The proposed methodology based on IoT microphone arrays addresses both issues, i.e., monitoring of biodiversity and noise pollution. Advanced Sound Maps with identified sound sources will be synthesized from measured parameter called Immission Directivity on each IoT microphone array. By combining the spatial sound feature Immission Directivity with psychoacoustic features of sound events, AI algorithms will be able to classify different sound sources, providing valuable information to policymakers to identify and address specific noise sources and their impact on human health and well-being. The proposed methodology has a high potential to be a game-changer in addressing urban noise pollution and monitoring biodiversity.

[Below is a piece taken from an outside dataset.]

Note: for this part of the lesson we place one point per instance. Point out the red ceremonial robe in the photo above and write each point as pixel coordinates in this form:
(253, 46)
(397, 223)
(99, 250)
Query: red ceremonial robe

This project proposal aligns with the guidelines set forth by the EU, as well as Slovenian strategy 2030 and objectives of this tender. The proposed topic represents the cutting-edge of current scientific research and aligns with the:
1) Horizon Europe Call: ""Impact of light and noise pollution on biodiversity"", 2) BIODIVERSA+ call: ""Innovation and harmonization of methods and tools for the collection and management of biodiversity monitoring data"", 3) ""Environmental noise guidelines"", by the WHO and 4) EU commission ""Zero pollution action plan"".
Our team comprises of leading researchers from top institutions in Slovenia, ensuring that the project is backed by a abundance of knowledge and expertise. As a result, we are confident that the project will succeed and believe that it is an excellent candidate for financing.